I couldn't find answer to my question "why God created man" in the above paragraph. Can you please explain more clearly?. Let me restate my question. You wrote that God created man so that He can have fellowship with him. I asked since God is not in need of anything, why does He needs that fellowship. Also why He created especially when He knows that there is a possibility that humans may stray and do worst deeds.
You wrote that God wants to test us whether we humans are showing love towards physically or mentally deformed persons. Why does He make some creatures in trouble and distress in order to test other creatures?
AnswerHowever inconvenient they can be, life's challenges are what makes life so interesting. If everyone was just born in Heaven and knew nothing else, how boring would that be? Heaven is no mere place of ease and comfort, but meant to be the winner's circle, so to speak. There is nothing more wonderful than seeing someone rise to meet some challenge, and the more impressive the odds, the greater the triumph itself is.
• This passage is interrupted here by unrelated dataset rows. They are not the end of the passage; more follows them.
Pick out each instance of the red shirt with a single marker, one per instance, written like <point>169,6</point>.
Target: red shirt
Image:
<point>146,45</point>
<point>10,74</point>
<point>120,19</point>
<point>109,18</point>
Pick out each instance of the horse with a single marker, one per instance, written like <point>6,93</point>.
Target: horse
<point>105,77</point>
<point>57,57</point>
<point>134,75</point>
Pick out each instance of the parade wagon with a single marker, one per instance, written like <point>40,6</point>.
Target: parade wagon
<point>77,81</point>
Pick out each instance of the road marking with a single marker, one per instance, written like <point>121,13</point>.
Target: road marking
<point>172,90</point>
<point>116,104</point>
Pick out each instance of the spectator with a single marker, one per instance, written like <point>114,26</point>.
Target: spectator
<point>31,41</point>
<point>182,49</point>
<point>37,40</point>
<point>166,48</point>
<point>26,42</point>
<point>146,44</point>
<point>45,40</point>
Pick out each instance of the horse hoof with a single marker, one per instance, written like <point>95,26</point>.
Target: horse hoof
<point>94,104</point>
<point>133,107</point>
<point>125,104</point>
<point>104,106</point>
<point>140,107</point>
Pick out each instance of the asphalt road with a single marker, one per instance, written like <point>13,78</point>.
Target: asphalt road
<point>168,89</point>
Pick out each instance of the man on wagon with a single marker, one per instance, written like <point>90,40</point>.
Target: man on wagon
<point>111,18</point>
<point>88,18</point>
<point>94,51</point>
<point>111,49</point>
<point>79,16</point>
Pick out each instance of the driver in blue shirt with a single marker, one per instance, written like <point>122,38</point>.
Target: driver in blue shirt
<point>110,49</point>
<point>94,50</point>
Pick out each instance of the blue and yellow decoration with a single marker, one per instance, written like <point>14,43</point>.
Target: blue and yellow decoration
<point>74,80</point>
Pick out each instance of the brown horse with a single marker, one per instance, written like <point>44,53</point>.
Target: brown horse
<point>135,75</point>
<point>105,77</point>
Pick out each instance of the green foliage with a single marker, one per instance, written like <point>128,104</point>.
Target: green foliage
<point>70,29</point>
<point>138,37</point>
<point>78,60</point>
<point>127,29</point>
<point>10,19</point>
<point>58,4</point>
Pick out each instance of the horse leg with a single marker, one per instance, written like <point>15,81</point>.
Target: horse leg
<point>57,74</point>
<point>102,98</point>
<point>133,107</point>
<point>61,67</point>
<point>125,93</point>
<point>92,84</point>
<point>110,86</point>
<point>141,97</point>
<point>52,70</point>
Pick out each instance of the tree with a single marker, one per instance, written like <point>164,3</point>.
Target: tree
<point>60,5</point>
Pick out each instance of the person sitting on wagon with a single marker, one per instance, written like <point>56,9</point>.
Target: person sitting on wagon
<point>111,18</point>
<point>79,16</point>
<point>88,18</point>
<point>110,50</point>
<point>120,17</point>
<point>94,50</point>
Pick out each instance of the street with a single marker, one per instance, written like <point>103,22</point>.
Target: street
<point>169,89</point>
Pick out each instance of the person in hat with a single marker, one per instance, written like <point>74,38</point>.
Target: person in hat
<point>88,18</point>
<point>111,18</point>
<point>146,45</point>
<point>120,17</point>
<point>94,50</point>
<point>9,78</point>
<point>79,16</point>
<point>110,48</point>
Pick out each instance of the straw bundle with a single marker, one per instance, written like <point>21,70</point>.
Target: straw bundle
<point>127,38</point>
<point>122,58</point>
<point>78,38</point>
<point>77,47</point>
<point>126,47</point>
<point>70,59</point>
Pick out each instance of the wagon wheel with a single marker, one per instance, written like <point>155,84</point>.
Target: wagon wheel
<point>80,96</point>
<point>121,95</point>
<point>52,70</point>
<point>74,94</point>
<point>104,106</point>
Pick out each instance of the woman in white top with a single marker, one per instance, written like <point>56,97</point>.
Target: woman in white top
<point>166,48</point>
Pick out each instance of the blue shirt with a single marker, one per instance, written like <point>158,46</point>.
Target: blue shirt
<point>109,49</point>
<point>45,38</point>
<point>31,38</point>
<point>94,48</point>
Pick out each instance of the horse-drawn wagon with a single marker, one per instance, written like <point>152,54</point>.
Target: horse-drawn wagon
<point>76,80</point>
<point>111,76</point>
But without odds it wouldn't be real, and with odds there is always the possibility that the person will fail in that particular challenge.
There is a rather interesting line that comes at the end of the movie "City of Joy" (worth seeing - this might also give you some insight into the question, the whole difference between seeing people as mere mouths to feed versus coming to know them and appreciate their accomplishments and true character), in which one man (a Hindu) says to the other, "The gods have not made it easy to be a human being," to which the other man responds (having learned the lesson) "That's what makes it feel so G-D-ed wonderful to beat the odds!"
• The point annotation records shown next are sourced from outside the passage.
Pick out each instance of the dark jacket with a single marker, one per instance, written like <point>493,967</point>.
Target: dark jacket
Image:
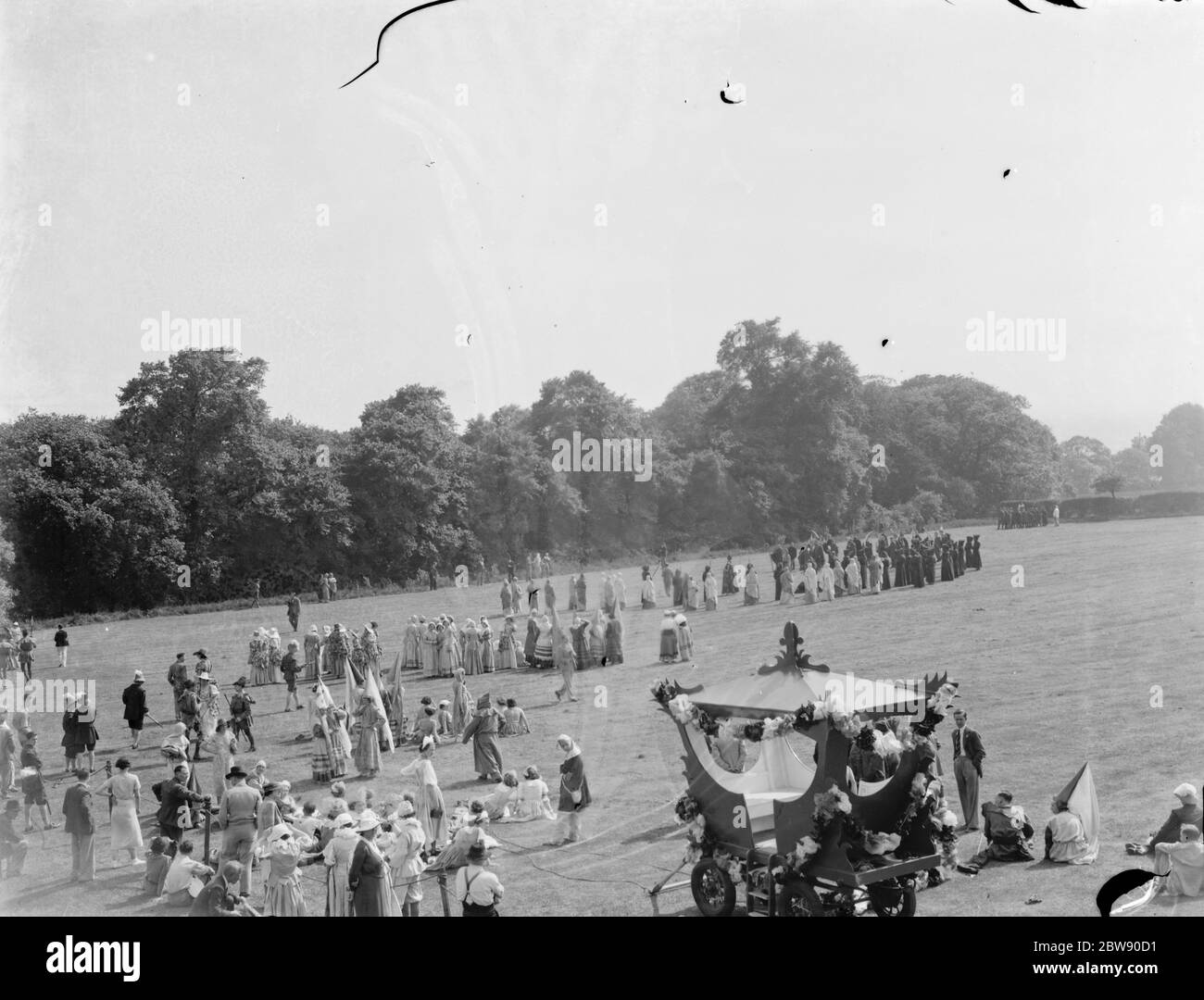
<point>973,746</point>
<point>135,701</point>
<point>217,899</point>
<point>77,810</point>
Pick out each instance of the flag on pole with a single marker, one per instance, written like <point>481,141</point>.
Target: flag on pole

But getting back to the basic question as to why Mankind is created, the basic answer boils down to the fact that God loves us. To understand love is to understand why the creation of Mankind (or at least something very like) would have to have been inevitable. But to one who does not understand love I am not sure there exists any way to explain it. Have you never watched a movie or read a story, and rejoiced to see the good guy triumph or attain whatever goal he sought? To be capable of such feeling even over a mere fictional character, how much more great the value of the struggles of real characters?
I think I have pursued this topic as far as I can. I hope this helps, God bless!